Além de que esta respiração, assim consciente, é o melhor meio de não estarmos distraídos, de não andarmos a vadiar por longes com a nossa imaginação, de estarmos na casinha do nosso corpo. Quanto possível, “mente sã em corpo são”, como já se dizia na antiguidade latina, e também agora nós podemos dizer.
Além de que, ainda, esta respiração, assim feita, é a nossa melhor e primeira meditação! Com efeito, que melhor meditação haverá do que estarmos conscientes da vida a inundar-nos e a renovar-nos?
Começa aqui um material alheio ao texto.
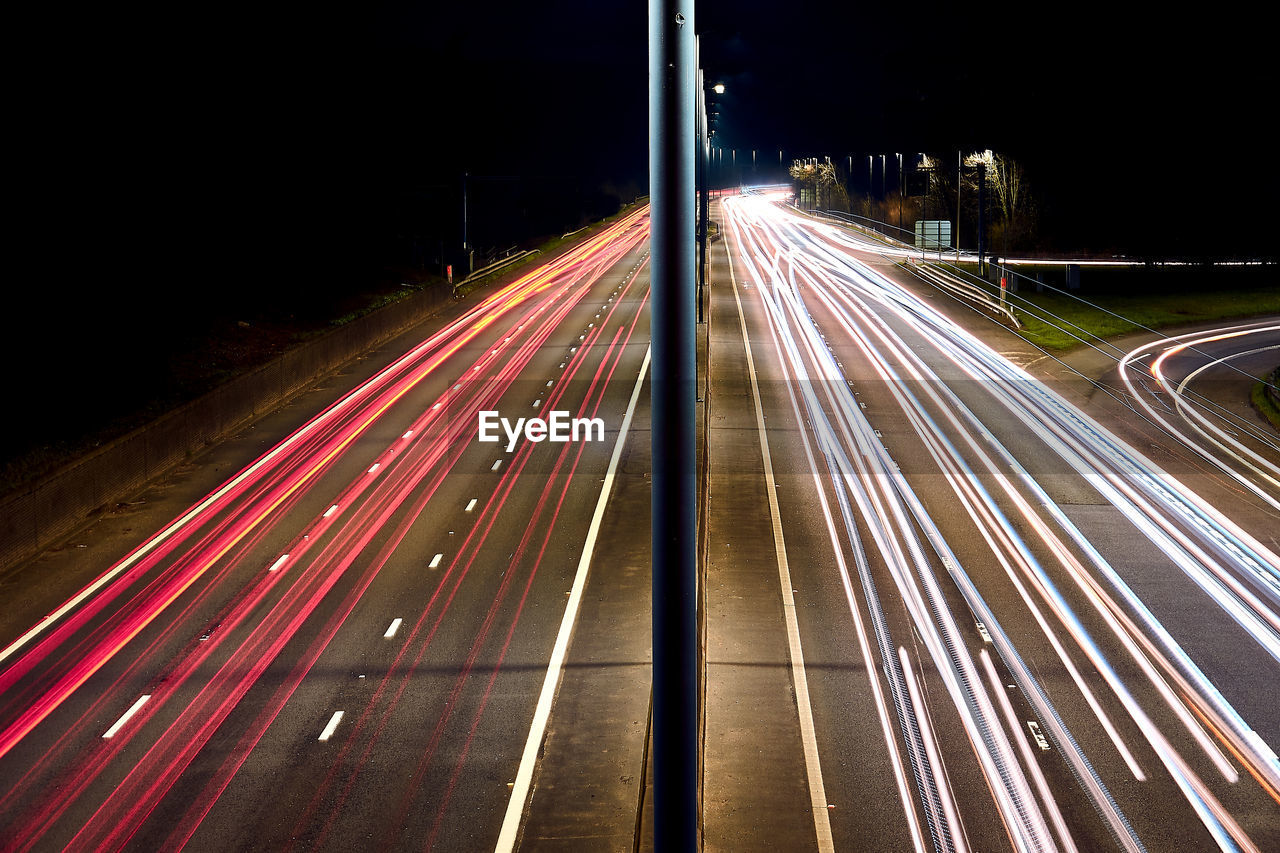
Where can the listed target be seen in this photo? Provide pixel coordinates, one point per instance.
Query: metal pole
(672, 325)
(959, 182)
(700, 174)
(982, 218)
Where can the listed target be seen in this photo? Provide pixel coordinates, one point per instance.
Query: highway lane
(988, 552)
(1197, 386)
(344, 643)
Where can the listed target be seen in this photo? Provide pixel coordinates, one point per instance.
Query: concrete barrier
(37, 514)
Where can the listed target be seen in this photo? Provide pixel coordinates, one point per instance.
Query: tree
(1008, 190)
(823, 182)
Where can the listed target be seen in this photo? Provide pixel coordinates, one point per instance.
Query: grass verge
(1264, 402)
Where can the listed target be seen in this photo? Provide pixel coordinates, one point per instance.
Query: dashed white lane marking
(133, 708)
(333, 726)
(543, 711)
(799, 679)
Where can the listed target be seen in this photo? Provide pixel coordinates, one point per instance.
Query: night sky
(178, 162)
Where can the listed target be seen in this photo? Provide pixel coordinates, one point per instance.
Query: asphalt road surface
(343, 628)
(954, 603)
(959, 594)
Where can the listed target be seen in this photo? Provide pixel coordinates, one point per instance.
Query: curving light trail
(801, 269)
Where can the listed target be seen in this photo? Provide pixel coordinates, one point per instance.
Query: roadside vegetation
(1114, 301)
(1266, 402)
(218, 349)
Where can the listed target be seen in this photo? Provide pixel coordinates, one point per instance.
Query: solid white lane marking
(133, 708)
(333, 726)
(808, 737)
(543, 711)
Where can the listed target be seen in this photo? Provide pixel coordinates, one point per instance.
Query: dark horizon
(241, 158)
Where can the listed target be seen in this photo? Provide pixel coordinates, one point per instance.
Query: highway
(959, 594)
(978, 615)
(344, 629)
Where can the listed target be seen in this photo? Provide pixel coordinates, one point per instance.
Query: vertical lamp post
(672, 147)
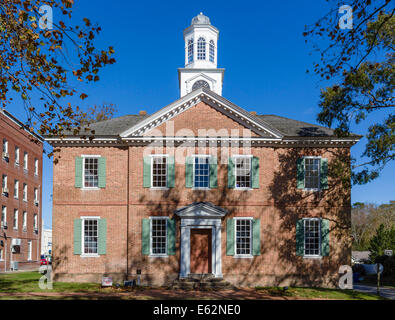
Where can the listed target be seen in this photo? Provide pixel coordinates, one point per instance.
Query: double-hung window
(158, 236)
(90, 230)
(159, 171)
(91, 172)
(201, 172)
(312, 237)
(243, 172)
(243, 234)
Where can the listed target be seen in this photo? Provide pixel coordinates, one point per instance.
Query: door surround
(206, 216)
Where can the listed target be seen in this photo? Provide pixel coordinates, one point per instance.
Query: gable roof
(270, 126)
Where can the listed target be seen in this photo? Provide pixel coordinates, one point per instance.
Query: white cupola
(200, 58)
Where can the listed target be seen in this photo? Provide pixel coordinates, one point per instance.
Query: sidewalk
(388, 293)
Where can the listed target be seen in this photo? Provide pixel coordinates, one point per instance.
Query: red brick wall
(18, 137)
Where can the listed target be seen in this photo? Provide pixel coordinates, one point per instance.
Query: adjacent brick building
(202, 187)
(21, 176)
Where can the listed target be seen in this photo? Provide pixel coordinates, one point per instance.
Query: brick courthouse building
(202, 187)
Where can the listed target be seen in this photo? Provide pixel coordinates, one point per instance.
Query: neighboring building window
(159, 172)
(24, 221)
(24, 192)
(36, 167)
(3, 216)
(29, 250)
(17, 156)
(91, 235)
(16, 214)
(5, 148)
(91, 172)
(159, 236)
(212, 51)
(25, 160)
(201, 49)
(243, 172)
(35, 222)
(312, 173)
(4, 184)
(312, 236)
(190, 50)
(16, 189)
(243, 236)
(201, 172)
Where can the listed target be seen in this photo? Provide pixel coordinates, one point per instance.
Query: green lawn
(319, 293)
(27, 282)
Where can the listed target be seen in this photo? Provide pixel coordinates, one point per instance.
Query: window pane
(90, 236)
(159, 172)
(312, 237)
(202, 172)
(243, 172)
(91, 173)
(312, 173)
(158, 236)
(243, 236)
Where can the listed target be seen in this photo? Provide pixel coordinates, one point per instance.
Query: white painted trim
(248, 256)
(312, 256)
(162, 255)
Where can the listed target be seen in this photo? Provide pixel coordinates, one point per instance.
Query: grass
(27, 282)
(318, 293)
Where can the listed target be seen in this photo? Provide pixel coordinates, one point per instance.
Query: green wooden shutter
(300, 238)
(77, 236)
(170, 172)
(324, 237)
(230, 237)
(102, 243)
(255, 172)
(324, 174)
(231, 173)
(147, 172)
(189, 172)
(213, 172)
(78, 172)
(300, 173)
(171, 237)
(102, 172)
(145, 236)
(256, 237)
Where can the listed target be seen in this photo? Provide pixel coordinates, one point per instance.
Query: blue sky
(260, 45)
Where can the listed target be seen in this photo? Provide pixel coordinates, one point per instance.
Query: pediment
(220, 104)
(203, 210)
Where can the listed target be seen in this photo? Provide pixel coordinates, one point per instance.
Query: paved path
(384, 292)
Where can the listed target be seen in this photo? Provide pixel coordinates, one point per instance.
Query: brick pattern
(18, 137)
(125, 202)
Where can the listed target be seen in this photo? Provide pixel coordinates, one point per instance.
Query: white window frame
(16, 219)
(24, 221)
(84, 156)
(17, 155)
(319, 239)
(25, 192)
(16, 188)
(319, 173)
(152, 170)
(4, 216)
(36, 167)
(83, 218)
(150, 232)
(29, 250)
(201, 156)
(235, 170)
(250, 255)
(25, 161)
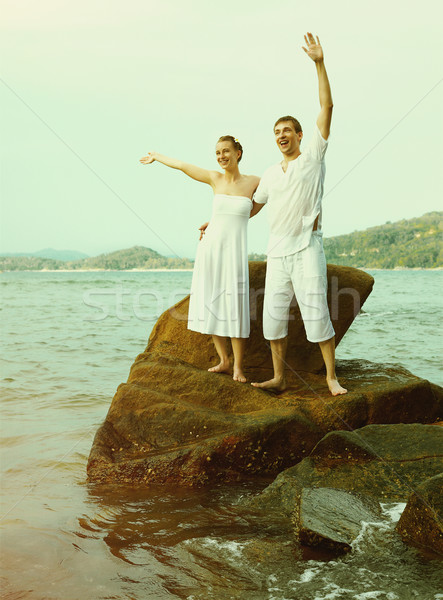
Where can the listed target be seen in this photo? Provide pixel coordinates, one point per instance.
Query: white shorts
(302, 274)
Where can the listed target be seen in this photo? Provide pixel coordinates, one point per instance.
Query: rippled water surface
(68, 340)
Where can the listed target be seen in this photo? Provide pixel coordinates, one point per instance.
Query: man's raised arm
(315, 52)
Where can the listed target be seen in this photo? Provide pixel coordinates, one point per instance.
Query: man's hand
(313, 50)
(148, 159)
(202, 230)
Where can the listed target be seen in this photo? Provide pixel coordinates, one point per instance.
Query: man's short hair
(294, 121)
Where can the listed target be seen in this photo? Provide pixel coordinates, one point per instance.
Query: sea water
(68, 341)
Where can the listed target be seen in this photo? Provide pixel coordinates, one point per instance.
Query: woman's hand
(148, 159)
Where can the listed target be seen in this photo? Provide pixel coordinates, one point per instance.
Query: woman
(219, 302)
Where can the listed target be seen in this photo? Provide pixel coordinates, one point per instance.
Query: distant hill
(137, 257)
(411, 243)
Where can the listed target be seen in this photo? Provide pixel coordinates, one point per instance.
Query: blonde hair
(234, 142)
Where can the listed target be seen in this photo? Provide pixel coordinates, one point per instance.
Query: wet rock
(172, 421)
(421, 523)
(332, 519)
(348, 289)
(383, 461)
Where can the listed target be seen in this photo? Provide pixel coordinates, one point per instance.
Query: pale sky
(88, 87)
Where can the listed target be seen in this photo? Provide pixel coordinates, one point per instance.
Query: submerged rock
(332, 519)
(383, 461)
(175, 423)
(348, 289)
(421, 523)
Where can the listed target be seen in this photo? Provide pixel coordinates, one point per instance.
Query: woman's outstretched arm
(196, 173)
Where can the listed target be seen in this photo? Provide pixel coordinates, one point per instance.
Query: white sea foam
(376, 595)
(232, 547)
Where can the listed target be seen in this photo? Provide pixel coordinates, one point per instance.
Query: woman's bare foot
(335, 388)
(222, 367)
(273, 385)
(239, 375)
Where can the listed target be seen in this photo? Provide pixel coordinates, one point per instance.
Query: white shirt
(294, 198)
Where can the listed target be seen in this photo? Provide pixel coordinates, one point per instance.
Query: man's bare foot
(335, 388)
(222, 367)
(239, 375)
(273, 385)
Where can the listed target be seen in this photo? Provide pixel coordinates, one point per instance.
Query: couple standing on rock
(293, 188)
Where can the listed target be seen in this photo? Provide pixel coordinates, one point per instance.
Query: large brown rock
(348, 289)
(175, 422)
(385, 462)
(332, 519)
(421, 523)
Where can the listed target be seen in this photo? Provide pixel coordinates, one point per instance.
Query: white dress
(219, 302)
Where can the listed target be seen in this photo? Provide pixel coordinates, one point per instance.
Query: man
(293, 189)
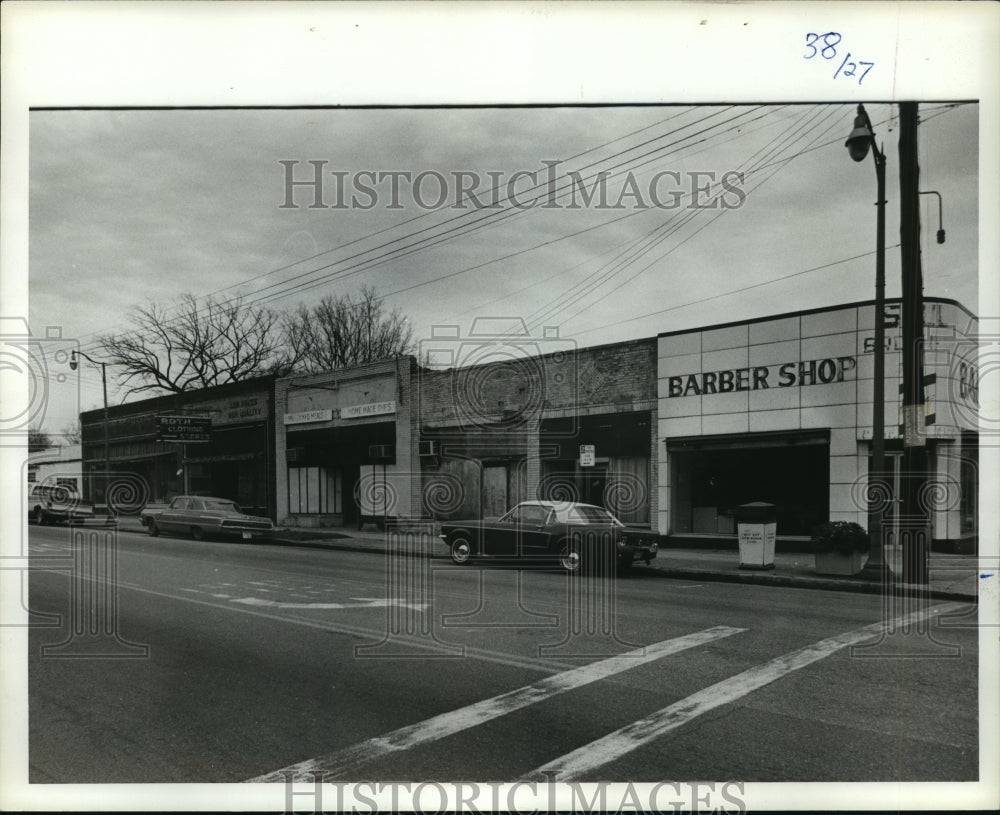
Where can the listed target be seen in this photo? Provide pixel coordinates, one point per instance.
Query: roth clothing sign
(307, 416)
(184, 428)
(788, 375)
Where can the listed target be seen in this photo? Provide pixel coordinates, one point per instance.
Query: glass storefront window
(314, 491)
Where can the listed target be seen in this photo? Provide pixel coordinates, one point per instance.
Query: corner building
(779, 409)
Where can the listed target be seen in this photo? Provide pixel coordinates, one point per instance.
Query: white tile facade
(809, 372)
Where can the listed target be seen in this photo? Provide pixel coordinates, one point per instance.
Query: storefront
(574, 425)
(346, 446)
(780, 410)
(232, 455)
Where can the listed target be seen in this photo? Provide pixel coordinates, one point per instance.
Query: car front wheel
(460, 550)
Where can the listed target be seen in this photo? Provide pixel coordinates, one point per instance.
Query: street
(227, 662)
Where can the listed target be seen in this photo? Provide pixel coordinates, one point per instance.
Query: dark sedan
(576, 536)
(201, 517)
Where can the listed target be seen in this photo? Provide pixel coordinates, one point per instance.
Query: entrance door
(890, 519)
(494, 490)
(593, 481)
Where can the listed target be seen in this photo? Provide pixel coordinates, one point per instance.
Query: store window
(314, 491)
(711, 478)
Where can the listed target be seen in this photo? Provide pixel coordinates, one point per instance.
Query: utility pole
(914, 521)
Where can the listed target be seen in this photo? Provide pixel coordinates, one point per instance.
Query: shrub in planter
(840, 547)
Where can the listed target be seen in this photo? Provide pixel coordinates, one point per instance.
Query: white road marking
(631, 737)
(366, 602)
(341, 762)
(432, 647)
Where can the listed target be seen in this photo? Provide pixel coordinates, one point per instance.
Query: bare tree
(340, 331)
(71, 433)
(197, 345)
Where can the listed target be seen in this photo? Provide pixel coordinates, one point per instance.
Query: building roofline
(803, 312)
(168, 400)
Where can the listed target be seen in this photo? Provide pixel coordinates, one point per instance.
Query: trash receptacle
(756, 529)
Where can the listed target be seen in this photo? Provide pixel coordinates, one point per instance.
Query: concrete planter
(835, 563)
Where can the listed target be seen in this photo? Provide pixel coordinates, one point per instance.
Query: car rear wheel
(461, 550)
(570, 557)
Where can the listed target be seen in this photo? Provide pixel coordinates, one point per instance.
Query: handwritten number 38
(830, 41)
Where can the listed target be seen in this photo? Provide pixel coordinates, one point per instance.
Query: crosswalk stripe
(633, 736)
(341, 762)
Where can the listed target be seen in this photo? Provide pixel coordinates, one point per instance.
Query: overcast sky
(127, 205)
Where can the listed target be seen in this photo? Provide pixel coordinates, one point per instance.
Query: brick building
(233, 458)
(508, 419)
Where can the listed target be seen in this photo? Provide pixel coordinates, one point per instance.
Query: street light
(104, 384)
(861, 139)
(940, 234)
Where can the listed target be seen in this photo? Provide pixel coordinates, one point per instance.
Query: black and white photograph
(499, 407)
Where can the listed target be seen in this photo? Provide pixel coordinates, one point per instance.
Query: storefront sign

As aéreas redes sociais, que por aí pululam sobretudo por motivos mercantis, põem as pessoas a falar umas com as outras, sim senhor; mas, que podem as pessoas dizer entre si, nessas redes sociais, se não se habituam a falar intimamente consigo mesmas, com toda a riqueza de humanidade que isso nos oferece? Que substância poderão elas comunicar, se não têm o hábito de estar sós, nessa activa e benfazeja solidão, como acima está descrita?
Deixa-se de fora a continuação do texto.